Ebû Hâzım b. Dinâr'dan rivayet edildiğine göre,
Minberin hangi ağaçtan yapıldığında münakaşa eden bir takım kimseler, Sehl ibn Sa'd es-Sâidî'ye geldiler ve ona bu meseleyi sordular. Bunun üzerine Sehl şöyle dedi: Vallahi ben onun neden yapıldığını bilmekteyim. Şüphesiz ben onu ilk kurulduğu günü de, Rasûlullah -sallallahu aleyhi ve sellem-'in ilk defa üzerine oturduğu günü de gördüm. Rasûlullah -sallallahu aleyhi ve sellem- falanca kadına -Sehl, Ensar'dan bu kadının ismini söylemiştir- marangoz kölene emret de, benim için insanlara hitap ettiğim zaman üzerine oturabileceğim, tahtalardan bir şey yapsın" diye buyurdu. O kadın da kölesine minber yapmasını emretti. O da Gâbe'nin (mıntıka ismi) ılgın ağaçlarından minberi yaptı. Sonra onu kadına getirdi. Kadın da Rasûlullah -sallallahu aleyhi ve sellem-'e yolladı. Rasûlullah işte şuraya konulmasını emretti. Sonra Rasûlullah -sallallahu aleyhi ve sellem-'in bunun üzerinde şöyle namaz kıldığını gördüm: Rasûlullah minber üzerinde tekbir aldı, sonra yine minber üzerinde iken rükûa vardı. Sonra geri geri aşağıya indi minberin dibinde secde etti. Sonra yine minber üzerine geri döndü. Rasûlullah -sallallahu aleyhi ve sellem- namazı bitirince insanlara döndü ve: «Ey insanlar! Bu gördüğünüz şeyleri ancak bana uyasınız ve benim namazımı öğrenesiniz diye yaptım» diye buyurdu.

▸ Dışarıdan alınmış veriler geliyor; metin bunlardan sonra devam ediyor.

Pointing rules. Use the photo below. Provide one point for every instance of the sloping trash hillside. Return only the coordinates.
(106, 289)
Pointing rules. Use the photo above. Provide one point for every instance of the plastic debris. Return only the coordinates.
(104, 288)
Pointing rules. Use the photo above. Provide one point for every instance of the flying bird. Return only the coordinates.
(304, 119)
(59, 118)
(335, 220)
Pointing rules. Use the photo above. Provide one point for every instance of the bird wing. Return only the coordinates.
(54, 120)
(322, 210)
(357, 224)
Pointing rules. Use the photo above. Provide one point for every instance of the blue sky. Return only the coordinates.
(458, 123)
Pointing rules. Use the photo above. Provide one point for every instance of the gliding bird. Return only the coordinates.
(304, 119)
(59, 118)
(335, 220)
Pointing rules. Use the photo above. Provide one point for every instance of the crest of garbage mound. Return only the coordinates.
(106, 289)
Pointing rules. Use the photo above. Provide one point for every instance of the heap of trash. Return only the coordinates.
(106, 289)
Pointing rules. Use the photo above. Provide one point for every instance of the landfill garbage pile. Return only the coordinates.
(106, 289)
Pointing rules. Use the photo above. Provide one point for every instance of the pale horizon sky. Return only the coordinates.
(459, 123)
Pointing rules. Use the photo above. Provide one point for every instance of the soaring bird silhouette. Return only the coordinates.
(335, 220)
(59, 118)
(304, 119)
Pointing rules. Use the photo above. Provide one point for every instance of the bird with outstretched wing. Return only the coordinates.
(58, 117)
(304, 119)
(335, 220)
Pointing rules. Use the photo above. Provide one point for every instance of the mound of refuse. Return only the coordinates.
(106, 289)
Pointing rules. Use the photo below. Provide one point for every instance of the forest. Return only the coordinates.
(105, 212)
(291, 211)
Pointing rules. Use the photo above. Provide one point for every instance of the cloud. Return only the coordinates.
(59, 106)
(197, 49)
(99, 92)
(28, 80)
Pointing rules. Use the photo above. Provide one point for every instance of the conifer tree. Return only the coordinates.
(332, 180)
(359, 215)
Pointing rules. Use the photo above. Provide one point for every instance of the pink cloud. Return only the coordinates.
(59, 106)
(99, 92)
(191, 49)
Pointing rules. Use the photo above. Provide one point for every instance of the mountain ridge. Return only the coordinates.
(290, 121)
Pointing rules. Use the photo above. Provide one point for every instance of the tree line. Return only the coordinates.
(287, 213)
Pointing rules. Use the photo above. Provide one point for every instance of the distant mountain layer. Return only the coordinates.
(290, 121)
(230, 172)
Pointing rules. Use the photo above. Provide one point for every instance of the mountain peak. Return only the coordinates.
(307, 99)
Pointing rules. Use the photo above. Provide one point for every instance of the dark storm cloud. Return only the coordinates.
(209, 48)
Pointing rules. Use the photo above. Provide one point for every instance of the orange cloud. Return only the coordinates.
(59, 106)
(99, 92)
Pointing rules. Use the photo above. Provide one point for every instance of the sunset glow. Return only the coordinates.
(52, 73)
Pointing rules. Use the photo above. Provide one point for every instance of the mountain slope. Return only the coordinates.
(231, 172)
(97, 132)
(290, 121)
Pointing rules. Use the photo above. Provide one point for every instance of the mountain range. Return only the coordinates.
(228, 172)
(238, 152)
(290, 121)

[Sahih Hadis] - [Muttefekun Aleyh] - [صحيح البخاري - 917]
Bazı kimseler, sahabelerden birine gelip; Peygamber Efendimiz -sallallahu aleyhi ve sellem-'in minberinin neden yapıldığını sordular. Bu konuda birbirleri ile tartışıp ayrılığa düşmüşlerdi. Bu sahabe Rasûlullah -sallallahu aleyhi ve sellem-'in Ensar'dan marangoz bir kölesi olan kadına: "Kölene emret de, benim için insanlara hitap ettiğim zaman üzerine oturabileceğim bir minber yapsın" diye buyurdu. Bunun üzerine bu kadın kölesine ılgın ağacından Nebi -sallallahu aleyhi ve sellem-'e bir minber yapmasını emretti. Minber bittiğinde bu kadın onu Nebi -sallallahu aleyhi ve sellem-'e gönderdi ve Rasûlullah mescitteki yerine koyulmasını emretti. Sonra Rasûlullah -sallallahu aleyhi ve sellem- bunun üzerinde şöyle namaz kıldı: Minber üzerinde tekbir aldı, sonra yine minber üzerinde iken rükûa vardı. Sonra arkasına dönmeden geri geri aşağıya indi minberin dibinde secde etti. Sonra yine minber üzerine geri döndü. Rasûlullah -sallallahu aleyhi ve sellem- namazı bitirince insanlara döndü ve: «Ey insanlar! Bu gördüğünüz şeyleri ancak bana uyasınız ve benim namazımı öğrenesiniz diye yaptım» diye buyurdu.